Si la demande sur laquelle porte le désistement a déjà été soumise à la procédure de mise en concurrence, le désistement fait l'objet d'une publication au Journal officiel de la République française. Le désistement d'une demande est sans incidence sur les modalités d'instruction des demandes concurrentes.
Si la demande a déjà été soumise à enquête publique ou à une procédure de participation du public par voie électronique, la publication du désistement a lieu dans les mêmes supports que ceux utilisés pour la publicité des avis correspondant à ces procédures.
Les frais de publicité sont à la charge du demandeur du désistement.
La demande d'acceptation d'une renonciation à un titre minier est adressée au ministre chargé des mines en mer.

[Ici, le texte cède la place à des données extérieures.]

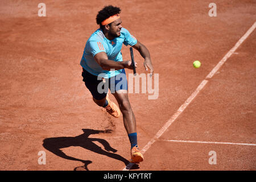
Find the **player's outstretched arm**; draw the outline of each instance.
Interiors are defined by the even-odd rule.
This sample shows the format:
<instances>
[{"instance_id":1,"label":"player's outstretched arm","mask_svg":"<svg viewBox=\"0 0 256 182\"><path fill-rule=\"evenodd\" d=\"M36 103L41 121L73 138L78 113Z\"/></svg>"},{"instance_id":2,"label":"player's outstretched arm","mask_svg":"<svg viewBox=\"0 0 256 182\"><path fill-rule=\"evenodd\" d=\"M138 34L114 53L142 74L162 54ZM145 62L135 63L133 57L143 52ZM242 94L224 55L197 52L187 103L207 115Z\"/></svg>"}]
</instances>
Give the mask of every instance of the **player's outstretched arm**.
<instances>
[{"instance_id":1,"label":"player's outstretched arm","mask_svg":"<svg viewBox=\"0 0 256 182\"><path fill-rule=\"evenodd\" d=\"M110 69L118 70L123 68L133 69L131 60L118 62L110 60L108 59L106 53L104 52L97 53L94 56L94 60L104 70L110 71ZM137 63L135 67L137 67Z\"/></svg>"},{"instance_id":2,"label":"player's outstretched arm","mask_svg":"<svg viewBox=\"0 0 256 182\"><path fill-rule=\"evenodd\" d=\"M150 73L151 75L154 74L154 68L153 65L151 63L151 59L150 58L150 53L148 49L145 46L141 43L138 40L137 40L137 43L134 46L132 46L134 48L139 51L141 55L144 58L144 67L145 67L146 71L148 70L147 68L150 69Z\"/></svg>"}]
</instances>

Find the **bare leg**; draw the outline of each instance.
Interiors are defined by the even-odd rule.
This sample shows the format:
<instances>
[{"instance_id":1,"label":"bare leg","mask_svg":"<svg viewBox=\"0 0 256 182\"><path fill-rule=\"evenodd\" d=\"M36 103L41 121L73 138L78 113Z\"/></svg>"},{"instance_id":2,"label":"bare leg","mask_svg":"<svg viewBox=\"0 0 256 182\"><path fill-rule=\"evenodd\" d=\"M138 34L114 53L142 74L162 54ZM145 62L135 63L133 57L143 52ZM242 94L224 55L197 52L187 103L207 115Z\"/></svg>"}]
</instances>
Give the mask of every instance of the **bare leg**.
<instances>
[{"instance_id":1,"label":"bare leg","mask_svg":"<svg viewBox=\"0 0 256 182\"><path fill-rule=\"evenodd\" d=\"M125 129L127 134L130 134L137 132L136 120L134 114L131 110L128 94L125 92L123 90L121 90L113 94L117 100L119 107L123 114L123 125Z\"/></svg>"},{"instance_id":2,"label":"bare leg","mask_svg":"<svg viewBox=\"0 0 256 182\"><path fill-rule=\"evenodd\" d=\"M103 107L103 106L106 103L106 97L102 98L101 100L97 100L93 97L93 101L94 101L94 102L96 103L96 104L97 105L98 105L99 106L101 106L101 107Z\"/></svg>"}]
</instances>

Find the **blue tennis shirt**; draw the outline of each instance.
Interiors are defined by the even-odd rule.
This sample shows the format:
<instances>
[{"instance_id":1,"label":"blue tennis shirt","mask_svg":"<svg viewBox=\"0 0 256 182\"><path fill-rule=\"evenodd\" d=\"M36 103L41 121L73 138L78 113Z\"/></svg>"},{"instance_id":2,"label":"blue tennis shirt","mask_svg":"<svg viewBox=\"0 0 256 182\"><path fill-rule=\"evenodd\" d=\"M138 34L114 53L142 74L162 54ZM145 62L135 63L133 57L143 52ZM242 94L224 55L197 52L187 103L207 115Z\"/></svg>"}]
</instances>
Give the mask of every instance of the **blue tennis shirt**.
<instances>
[{"instance_id":1,"label":"blue tennis shirt","mask_svg":"<svg viewBox=\"0 0 256 182\"><path fill-rule=\"evenodd\" d=\"M105 73L105 78L109 78L121 73L122 69L112 71L102 69L95 61L94 57L97 53L105 52L109 60L122 61L121 50L123 43L126 46L134 46L137 43L137 40L124 28L122 28L119 37L111 40L105 36L100 28L98 29L86 42L80 65L92 75L98 76L100 73Z\"/></svg>"}]
</instances>

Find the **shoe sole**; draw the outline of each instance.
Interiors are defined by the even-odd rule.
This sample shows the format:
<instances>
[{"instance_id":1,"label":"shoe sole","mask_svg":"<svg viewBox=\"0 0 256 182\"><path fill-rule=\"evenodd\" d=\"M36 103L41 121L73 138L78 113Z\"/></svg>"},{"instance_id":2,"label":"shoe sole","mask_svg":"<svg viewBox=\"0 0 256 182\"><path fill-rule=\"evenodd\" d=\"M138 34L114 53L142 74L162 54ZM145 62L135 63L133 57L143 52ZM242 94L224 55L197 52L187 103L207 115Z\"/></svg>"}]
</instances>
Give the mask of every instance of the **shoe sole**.
<instances>
[{"instance_id":1,"label":"shoe sole","mask_svg":"<svg viewBox=\"0 0 256 182\"><path fill-rule=\"evenodd\" d=\"M139 163L140 162L143 161L143 158L142 157L142 154L138 154L137 155L134 156L133 158L133 159L131 159L131 163Z\"/></svg>"}]
</instances>

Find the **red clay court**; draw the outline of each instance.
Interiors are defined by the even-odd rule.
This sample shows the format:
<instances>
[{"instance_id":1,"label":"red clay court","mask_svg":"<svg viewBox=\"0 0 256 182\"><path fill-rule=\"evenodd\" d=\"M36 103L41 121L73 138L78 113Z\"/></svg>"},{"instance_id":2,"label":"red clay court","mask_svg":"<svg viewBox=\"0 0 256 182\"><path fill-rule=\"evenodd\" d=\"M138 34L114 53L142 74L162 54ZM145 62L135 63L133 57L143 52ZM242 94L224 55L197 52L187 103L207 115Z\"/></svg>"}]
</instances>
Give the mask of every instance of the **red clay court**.
<instances>
[{"instance_id":1,"label":"red clay court","mask_svg":"<svg viewBox=\"0 0 256 182\"><path fill-rule=\"evenodd\" d=\"M129 94L145 158L137 167L126 168L122 117L97 106L81 76L97 13L110 4L159 74L158 99ZM255 12L249 0L1 1L0 170L256 170Z\"/></svg>"}]
</instances>

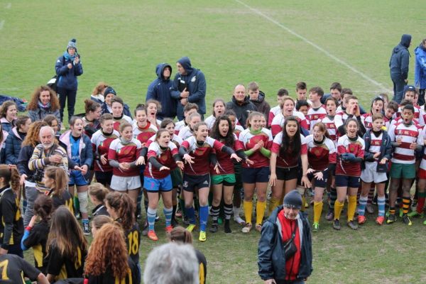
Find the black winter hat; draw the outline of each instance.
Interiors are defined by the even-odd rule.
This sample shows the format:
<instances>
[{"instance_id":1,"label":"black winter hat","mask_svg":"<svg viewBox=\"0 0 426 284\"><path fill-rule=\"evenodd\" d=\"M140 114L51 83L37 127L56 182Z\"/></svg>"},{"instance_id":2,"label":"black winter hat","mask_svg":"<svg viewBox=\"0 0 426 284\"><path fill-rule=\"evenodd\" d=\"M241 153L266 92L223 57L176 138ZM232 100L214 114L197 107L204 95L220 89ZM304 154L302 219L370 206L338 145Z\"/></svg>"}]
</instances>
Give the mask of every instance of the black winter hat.
<instances>
[{"instance_id":1,"label":"black winter hat","mask_svg":"<svg viewBox=\"0 0 426 284\"><path fill-rule=\"evenodd\" d=\"M302 208L302 195L297 190L293 190L284 197L283 205L300 209Z\"/></svg>"}]
</instances>

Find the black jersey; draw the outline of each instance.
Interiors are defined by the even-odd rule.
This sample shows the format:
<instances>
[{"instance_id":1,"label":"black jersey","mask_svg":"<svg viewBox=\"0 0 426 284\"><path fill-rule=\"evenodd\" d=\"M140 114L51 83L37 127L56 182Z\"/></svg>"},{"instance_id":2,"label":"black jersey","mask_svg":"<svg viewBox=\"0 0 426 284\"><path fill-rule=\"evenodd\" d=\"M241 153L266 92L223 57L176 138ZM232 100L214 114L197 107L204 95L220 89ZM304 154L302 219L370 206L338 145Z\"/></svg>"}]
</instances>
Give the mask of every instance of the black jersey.
<instances>
[{"instance_id":1,"label":"black jersey","mask_svg":"<svg viewBox=\"0 0 426 284\"><path fill-rule=\"evenodd\" d=\"M198 271L200 284L205 284L206 277L207 276L207 261L204 254L197 249L195 249L195 255L197 256L197 259L198 259L200 266Z\"/></svg>"},{"instance_id":2,"label":"black jersey","mask_svg":"<svg viewBox=\"0 0 426 284\"><path fill-rule=\"evenodd\" d=\"M44 274L46 274L48 263L48 259L46 258L48 253L46 243L49 231L49 224L42 220L34 225L34 227L30 231L28 236L23 241L26 247L33 248L34 266Z\"/></svg>"},{"instance_id":3,"label":"black jersey","mask_svg":"<svg viewBox=\"0 0 426 284\"><path fill-rule=\"evenodd\" d=\"M104 273L98 276L89 275L86 278L89 280L88 284L136 284L140 279L139 270L130 256L127 260L129 263L129 271L126 277L123 279L119 279L114 277L111 268L107 268Z\"/></svg>"},{"instance_id":4,"label":"black jersey","mask_svg":"<svg viewBox=\"0 0 426 284\"><path fill-rule=\"evenodd\" d=\"M106 207L104 204L99 204L92 210L92 214L93 216L105 215L109 216Z\"/></svg>"},{"instance_id":5,"label":"black jersey","mask_svg":"<svg viewBox=\"0 0 426 284\"><path fill-rule=\"evenodd\" d=\"M141 244L141 231L138 222L135 222L133 227L124 234L129 256L137 264L139 263L139 245Z\"/></svg>"},{"instance_id":6,"label":"black jersey","mask_svg":"<svg viewBox=\"0 0 426 284\"><path fill-rule=\"evenodd\" d=\"M0 242L1 248L9 249L10 245L21 244L23 236L23 223L19 201L10 187L0 189ZM12 226L11 231L5 228Z\"/></svg>"},{"instance_id":7,"label":"black jersey","mask_svg":"<svg viewBox=\"0 0 426 284\"><path fill-rule=\"evenodd\" d=\"M25 284L23 277L36 281L40 271L25 259L13 254L0 256L0 279L1 283Z\"/></svg>"},{"instance_id":8,"label":"black jersey","mask_svg":"<svg viewBox=\"0 0 426 284\"><path fill-rule=\"evenodd\" d=\"M55 244L49 247L47 273L56 275L55 280L83 277L84 260L87 252L82 251L80 248L76 249L78 258L75 261L71 260L69 256L62 255Z\"/></svg>"},{"instance_id":9,"label":"black jersey","mask_svg":"<svg viewBox=\"0 0 426 284\"><path fill-rule=\"evenodd\" d=\"M52 202L53 203L54 209L56 209L61 205L65 205L65 207L68 208L70 211L71 211L71 213L74 214L72 197L67 190L64 190L60 195L51 194L50 197L52 197Z\"/></svg>"}]
</instances>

Elle est accompagnée du ou des arrêtés préfectoraux donnant acte de l'exécution des mesures envisagées ou prescrites dans le cadre de la procédure d'arrêt des travaux prévue aux articles L. 163-1 à L. 163-9 du code minier, ainsi que, le cas échéant, de la justification de l'accomplissement des formalités prévues au premier alinéa de l'article L. 174-1 du même code.
L'acceptation d'une renonciation est prononcée par arrêté du ministre chargé des mines en mer.
Sous réserve de l'exécution des mesures prévues au premier alinéa du présent article, l'acceptation est de droit en cas de renonciation totale.
Le silence gardé pendant plus de dix-huit mois par le ministre chargé des mines en mer sur la demande d'acceptation de renonciation à une concession vaut décision implicite d'acceptation de cette demande.
Il en va de même du silence gardé par le même ministre pendant plus de quinze mois sur une demande d'acceptation de renonciation à un permis exclusif de recherches.
La décision prévue à l'article L. 173-5 du code minier est prononcée par arrêté du ministre chargé des mines en mer.
Le ministre adresse au titulaire ou à l'amodiataire du titre une mise en demeure, lui fixant un délai, qui ne peut être inférieur à deux mois, soit pour satisfaire à ses obligations, soit pour présenter ses explications. La mise en demeure fait mention de la décision susceptible d'être prise sur le fondement de l'article L. 173-5 du code minier.
Si le titre est détenu conjointement par plusieurs personnes physiques ou morales, cette mise en demeure est notifiée à chacune d'elles.
La notification est faite au dernier domicile ou au dernier siège social connus. En outre, s'il s'agit d'une concession, la mise en demeure est affichée, pendant une durée de deux mois, dans les mairies des communes concernées.